8. Building Growth rather than “Devil’s Triangle”
Analyst Michael Krigsman has pointed out that IT customers can get caught in the “Devil’s Triangle“. Krigsman suggests that cost overruns for ERP implementations come because systems integration firms leverage complexity to generate more services revenue.
It is true that ERP vendors have many features that can generate more revenue for systems integration firms including code customization and proprietary middleware. Systems integration firms can leverage this to “own the customer” and extract the maximum services revenue as possible.
Not all systems integration firms operate on this notion of “value extraction” that sounds more like rent seeking. This is especially the case in the global GRP market where there is significant word-of-mouth. That’s why some systems integration firms are leveraging FreeBalance software to develop trust with government organizations in developing countries. This trust relationship enables systems administration firms to grow through providing more valuable services for government customers.
9. Competitive “Secret Sauce”
It’s very difficult to hide failure in the GRP world. Many government audits are made public and it’s not pretty. We track success rates for FreeBalance and ERP companies in developing nation governments. This includes implementations that have been publicly mentioned in the press, audit reports or at conferences as having significant problems. Of course, there is high risk in developing countries and we encounter many challenges. Our success rates are much higher than Tier 1 or Tier 2 ERP vendors.
The secret to our success is designing software and methodology to meet the true needs of government customers. This means configuration, progressive activation, adaptable help and optimized technical footprint built into the software. Systems integration firms are attracted to solutions that are more successful that reduce risk of cost overruns in fixed price contracts.
Systems integration firms can provide much of the GRP needs of any government. Partner programs for ERP companies tend to be rigid. Systems integration firms are often grouped into classes of vendors, have geographic or vertical market limitations and must investment significantly to become partners. These schemes often increases risks to customers. Costs can be higher as software manufacturers manage the channel.

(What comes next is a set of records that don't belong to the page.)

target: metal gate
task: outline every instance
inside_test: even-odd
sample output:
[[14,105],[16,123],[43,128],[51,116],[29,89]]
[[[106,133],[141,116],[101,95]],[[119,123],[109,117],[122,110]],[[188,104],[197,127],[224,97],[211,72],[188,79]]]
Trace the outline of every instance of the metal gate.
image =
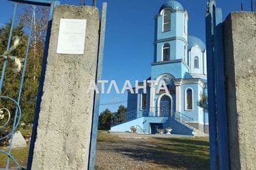
[[[18,98],[17,99],[12,99],[8,95],[3,96],[1,95],[0,100],[6,100],[9,101],[9,102],[12,103],[14,106],[15,107],[14,111],[10,110],[10,108],[7,108],[4,105],[0,107],[0,119],[4,120],[1,122],[3,122],[3,124],[0,124],[0,131],[2,134],[0,135],[0,142],[3,141],[5,141],[9,139],[9,146],[8,148],[5,150],[0,150],[0,154],[4,154],[6,156],[6,163],[5,167],[0,167],[5,168],[5,169],[8,169],[10,168],[10,161],[13,161],[13,163],[16,165],[16,168],[18,169],[22,169],[23,167],[20,165],[19,163],[17,162],[16,158],[12,155],[12,147],[13,144],[13,137],[14,134],[17,130],[17,127],[19,126],[21,116],[22,116],[22,110],[20,108],[20,99],[23,92],[23,83],[25,81],[25,71],[26,71],[26,66],[27,65],[29,52],[29,47],[31,40],[31,33],[33,31],[33,20],[31,20],[30,25],[29,26],[28,34],[27,34],[27,44],[20,44],[20,37],[17,36],[13,36],[13,31],[14,27],[14,21],[15,19],[17,18],[16,12],[17,12],[17,7],[19,4],[30,4],[33,5],[33,12],[31,14],[31,18],[35,17],[35,12],[36,10],[36,7],[38,5],[41,6],[47,6],[49,7],[49,14],[48,14],[48,30],[46,33],[46,37],[45,39],[45,45],[44,45],[44,57],[42,58],[42,69],[45,69],[45,63],[46,63],[46,58],[47,56],[48,52],[48,46],[49,41],[49,34],[51,27],[51,20],[53,16],[53,8],[55,5],[59,5],[59,2],[55,0],[8,0],[14,2],[14,7],[13,12],[13,16],[12,18],[12,22],[11,27],[10,30],[10,35],[8,41],[7,49],[5,52],[1,54],[0,56],[1,58],[3,59],[3,67],[2,67],[2,72],[1,75],[0,79],[0,93],[1,93],[3,90],[3,84],[5,80],[5,74],[6,72],[7,68],[8,67],[12,67],[12,69],[14,72],[20,72],[20,84],[19,88],[18,90]],[[18,46],[26,46],[25,49],[25,55],[24,59],[18,58],[17,56],[12,56],[12,52],[15,50],[15,49]],[[23,63],[24,62],[24,63]],[[23,64],[22,64],[23,63]],[[44,71],[42,71],[44,73]],[[42,74],[42,73],[41,73]],[[42,73],[43,74],[43,73]],[[42,81],[44,75],[41,75],[40,80]],[[39,90],[38,92],[40,92]],[[40,101],[40,99],[37,99],[37,103],[38,103]],[[36,109],[38,109],[38,106],[37,106]],[[34,124],[35,125],[35,124]],[[9,128],[9,131],[7,131],[7,128]],[[33,139],[34,137],[31,137],[31,139]],[[33,146],[31,146],[33,148]],[[31,152],[31,151],[30,151]],[[31,154],[29,154],[31,155]],[[28,163],[28,167],[29,169],[29,163]]]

And, systems integration firms need to recover the high cost to do ERP business by charging customers.
The FreeBalance partner methodology customizes the relationship with partners. There are some restrictions because systems integration firms need to be trained. There are no other restrictions to the services footprint for systems integration firms in the design, implementation and support of GRP. With one noted exception: FreeBalance must be part of the governance structure with the government customer so that we can adapt products to meet unique needs (rather than forcing code customization), share practices to improve the success ratio and learn about emerging trends. For example, the FreeBalance International Steering Committee provides more effective governance for governments than the traditional “user group” method used by ERP vendors.
The FreeBalance partner methodology enables systems integration firms to leverage distinctive core competencies in public financial management, program management and customer support to reduce implementation risk and TCO.